Send Abuse Reports to a configured Webhook instead of or in addition to email
Problem to solve
The GitLab.com Anti-abuse department is currently using tools and processes to implement a complete workflow around responding to them. This includes using the forwarded abuse report emails to create issues in a private GitLab project. This has resulted in a hard to maintain
Intended users
Further details
Sending abuse reports via email potentially exposes private instance information since the email communication is not guaranteed to be encrypted from end to end. This improves on that situation by requiring a direct, protected connection to the receiver.
Proposal
Allow a webhook to be configured instead of or in addition to the emailed notifications in the configuration section for /admin/application_settings/monitoring
"Abuse Reports".
Permissions and Security
This can be configured only by an admin for an entire instance. For an MVC, the client should only send data over a valid TLS session. Connections should also respect any instance wide settings regarding outgoing network connections.

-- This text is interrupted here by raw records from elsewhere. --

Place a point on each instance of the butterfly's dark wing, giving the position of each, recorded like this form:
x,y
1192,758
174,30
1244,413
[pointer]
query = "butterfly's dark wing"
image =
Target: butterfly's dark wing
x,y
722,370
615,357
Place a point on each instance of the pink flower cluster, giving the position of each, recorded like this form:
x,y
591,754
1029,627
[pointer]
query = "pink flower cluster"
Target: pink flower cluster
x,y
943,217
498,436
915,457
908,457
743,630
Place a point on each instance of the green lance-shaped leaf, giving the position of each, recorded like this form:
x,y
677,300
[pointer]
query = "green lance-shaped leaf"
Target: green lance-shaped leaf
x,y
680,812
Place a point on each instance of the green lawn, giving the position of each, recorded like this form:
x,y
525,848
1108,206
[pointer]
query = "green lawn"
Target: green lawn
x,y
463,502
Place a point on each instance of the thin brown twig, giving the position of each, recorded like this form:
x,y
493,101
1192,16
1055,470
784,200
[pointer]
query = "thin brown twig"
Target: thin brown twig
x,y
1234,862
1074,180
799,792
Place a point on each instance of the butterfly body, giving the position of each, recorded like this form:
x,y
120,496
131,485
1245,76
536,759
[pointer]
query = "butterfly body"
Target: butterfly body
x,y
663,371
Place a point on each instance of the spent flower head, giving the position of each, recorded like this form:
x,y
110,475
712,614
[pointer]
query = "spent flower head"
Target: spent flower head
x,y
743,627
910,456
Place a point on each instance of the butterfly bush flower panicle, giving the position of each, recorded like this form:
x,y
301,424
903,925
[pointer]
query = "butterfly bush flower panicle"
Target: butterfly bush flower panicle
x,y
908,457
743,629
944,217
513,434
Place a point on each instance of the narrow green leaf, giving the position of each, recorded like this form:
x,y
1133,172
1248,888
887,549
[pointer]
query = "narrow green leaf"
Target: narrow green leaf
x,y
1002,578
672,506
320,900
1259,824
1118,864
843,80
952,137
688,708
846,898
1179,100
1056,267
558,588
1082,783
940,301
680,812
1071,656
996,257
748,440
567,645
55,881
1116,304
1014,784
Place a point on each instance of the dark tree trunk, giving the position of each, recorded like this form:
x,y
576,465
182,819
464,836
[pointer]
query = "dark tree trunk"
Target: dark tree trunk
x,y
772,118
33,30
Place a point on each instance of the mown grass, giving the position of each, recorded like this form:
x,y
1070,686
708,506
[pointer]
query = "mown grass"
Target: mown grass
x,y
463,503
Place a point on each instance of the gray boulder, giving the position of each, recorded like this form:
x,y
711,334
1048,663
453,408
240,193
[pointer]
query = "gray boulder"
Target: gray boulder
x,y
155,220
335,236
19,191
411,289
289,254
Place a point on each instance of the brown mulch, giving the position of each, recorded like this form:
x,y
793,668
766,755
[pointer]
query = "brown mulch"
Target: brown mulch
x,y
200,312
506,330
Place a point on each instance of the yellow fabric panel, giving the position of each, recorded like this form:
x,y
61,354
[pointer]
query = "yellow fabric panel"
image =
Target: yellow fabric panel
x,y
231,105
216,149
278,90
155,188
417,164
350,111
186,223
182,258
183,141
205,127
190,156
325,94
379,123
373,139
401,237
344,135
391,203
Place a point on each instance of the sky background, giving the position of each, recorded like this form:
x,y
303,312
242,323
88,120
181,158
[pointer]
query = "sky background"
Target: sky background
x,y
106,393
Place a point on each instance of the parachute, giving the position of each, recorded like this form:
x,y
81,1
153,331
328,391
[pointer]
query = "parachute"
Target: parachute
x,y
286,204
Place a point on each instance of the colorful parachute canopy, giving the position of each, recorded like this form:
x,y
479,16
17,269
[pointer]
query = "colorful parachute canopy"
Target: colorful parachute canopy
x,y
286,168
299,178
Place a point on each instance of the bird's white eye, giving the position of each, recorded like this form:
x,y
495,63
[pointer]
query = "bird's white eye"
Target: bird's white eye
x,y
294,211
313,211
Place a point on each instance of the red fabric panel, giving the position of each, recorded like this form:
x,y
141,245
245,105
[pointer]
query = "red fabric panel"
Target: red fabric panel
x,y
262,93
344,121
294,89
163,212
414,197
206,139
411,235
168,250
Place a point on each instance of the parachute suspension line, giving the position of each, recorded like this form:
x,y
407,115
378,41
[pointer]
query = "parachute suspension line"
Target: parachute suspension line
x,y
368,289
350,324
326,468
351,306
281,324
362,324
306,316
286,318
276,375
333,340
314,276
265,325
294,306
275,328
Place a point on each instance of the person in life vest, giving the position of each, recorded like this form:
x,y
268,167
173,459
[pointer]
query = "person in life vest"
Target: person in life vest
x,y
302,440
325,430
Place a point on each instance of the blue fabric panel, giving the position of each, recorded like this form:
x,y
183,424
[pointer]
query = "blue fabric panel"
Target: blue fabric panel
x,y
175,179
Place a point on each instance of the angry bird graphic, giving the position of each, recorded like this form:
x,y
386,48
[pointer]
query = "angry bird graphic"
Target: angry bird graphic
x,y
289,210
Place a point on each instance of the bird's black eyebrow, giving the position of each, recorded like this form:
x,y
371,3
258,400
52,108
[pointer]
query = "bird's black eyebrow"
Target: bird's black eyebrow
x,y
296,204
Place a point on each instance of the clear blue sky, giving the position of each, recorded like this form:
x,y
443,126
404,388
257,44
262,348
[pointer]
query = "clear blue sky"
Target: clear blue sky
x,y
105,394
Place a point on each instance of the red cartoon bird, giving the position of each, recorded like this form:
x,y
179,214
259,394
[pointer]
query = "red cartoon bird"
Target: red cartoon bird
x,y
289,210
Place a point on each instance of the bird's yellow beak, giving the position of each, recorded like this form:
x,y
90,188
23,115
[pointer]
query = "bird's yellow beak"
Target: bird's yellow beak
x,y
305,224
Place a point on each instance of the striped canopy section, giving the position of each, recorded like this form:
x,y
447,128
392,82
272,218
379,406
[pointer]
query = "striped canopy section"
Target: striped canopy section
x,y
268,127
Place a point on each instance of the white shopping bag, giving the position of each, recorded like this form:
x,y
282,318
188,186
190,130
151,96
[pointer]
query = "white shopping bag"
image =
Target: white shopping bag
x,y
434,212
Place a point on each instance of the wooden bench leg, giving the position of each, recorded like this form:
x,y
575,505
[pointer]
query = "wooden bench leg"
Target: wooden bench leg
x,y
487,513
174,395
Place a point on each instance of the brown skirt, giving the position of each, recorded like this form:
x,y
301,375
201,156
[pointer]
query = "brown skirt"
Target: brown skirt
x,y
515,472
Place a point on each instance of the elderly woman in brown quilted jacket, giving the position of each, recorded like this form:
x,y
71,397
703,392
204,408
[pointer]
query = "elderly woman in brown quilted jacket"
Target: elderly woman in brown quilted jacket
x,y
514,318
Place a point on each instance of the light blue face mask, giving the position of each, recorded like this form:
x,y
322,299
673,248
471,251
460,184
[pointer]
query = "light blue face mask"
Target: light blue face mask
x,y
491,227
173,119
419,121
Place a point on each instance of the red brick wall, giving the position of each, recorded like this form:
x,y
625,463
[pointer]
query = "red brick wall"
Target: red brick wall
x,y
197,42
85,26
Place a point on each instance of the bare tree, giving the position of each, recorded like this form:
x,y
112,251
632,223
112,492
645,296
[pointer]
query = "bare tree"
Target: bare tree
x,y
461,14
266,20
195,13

Future iterations may include some further validation of the target server.
Documentation
Availability & Testing
What does success look like, and how can we measure that?
The hard to maintain pipeline currently used to create issues from emailed Abuse Reports will no longer be necessary.
What is the type of buyer?
This features should be available to all tiers since it is used by administrators to maintains the trustworthiness of their GitLab instance to its users.